DeSantis had hinted he’d lift the 50% interior capacity caps for restaurants and bars in place since June across most of Florida with a statewide directive preempting local governments from adopting their own restrictions.
The directive DeSantis announced Friday in St. Petersburg included a mandate that “no COVID-19 emergency ordinance may prevent an individual from working or from operating a business.”
“We need everybody to get back to work,” DeSantis said. “They have a right to operate.”
The measure preempted local authorities from imposing interior capacity caps below 50%, but left municipalities with some enforcement control.
Restaurants and bars “can operate at a minimum of 50 percent regardless of local rule, and then if a local (ordinance) restricts between 50 and 100 (percent of occupancy), they’ve got to provide that justification and they’ve got to identify what the costs involved with doing that are,” the governor explained.
Businesses still can require masks inside their premises and impose their own rules.
Under the governor’s order, municipalities can continue to regulate bar and restaurant capacities and enforce COVID-19 operational protocols, but they cannot lower the 50% capacity floor or penalize violators.
The order suspended “the collection of COVID-19 fines and penalties associated with COVID-19 enforced upon individuals” by local governments, which DeSantis called “an act of executive grace.”
The order does not mention face masks. When a reporter noted that, the governor responded obliquely: “Good point.”
DeSantis’ order also, for the first time, moved south Florida into the same reopening stage as the rest of the state.
The region’s three urban counties – Palm Beach, Broward, Miami-Dade – had only moved into phase two this month. The rest of Florida had been in phase two since June.
South Florida officials said the order does not preclude them from implementing their own approved blueprints for responding and recovering from the pandemic.
Palm Beach Deputy County Administrator Jon Van Arnam in an email requesting guidance from officials said the county can require businesses to comply with its face mask rules but “no individual can be fined for violating the order. We can still enforce on businesses.”
Miami-Dade County Mayor Carlos Gimenez, who is challenging Democratic incumbent U.S. Rep. Debbie Mucarsel-Powell in a heated 26th Congressional District race, announced Saturday “all restaurants, regardless of the size of their interior spaces, will be allowed to operate at no less than 50% capacity” in accordance with DeSantis’ order.
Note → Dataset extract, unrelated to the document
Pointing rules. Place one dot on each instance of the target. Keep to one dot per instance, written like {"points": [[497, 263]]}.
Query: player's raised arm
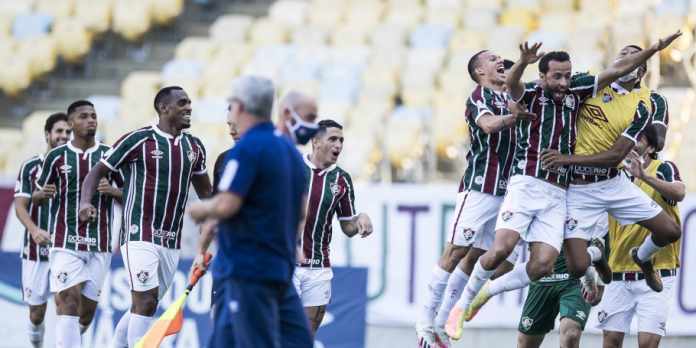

“Civil citations issued for violation of the mandatory mask order are suspended,” Gimenez said. “My staff and I are consulting with the County Attorney’s office regarding the enforcement of the mask mandate at businesses. We want to ensure compliance with the state order, while also continuing to act in the best interests of our community.”
Miami-Dade County will continue to enforce its 11 p.m. to 6 a.m. curfew, Gimenez said.
In Miami-Dade, counter service inside restaurants and bars is restricted to 50% capacity with seating separated as far as possible. Dance clubs must require masks on the dance floor; eating and drinking is confined to tables only.
In Broward County, local rules prohibit counter service, customers must be 6 feet apart and plastic glass must be installed. Live performances are allowed, masks are required in restaurants and they can be removed only while sitting and eating.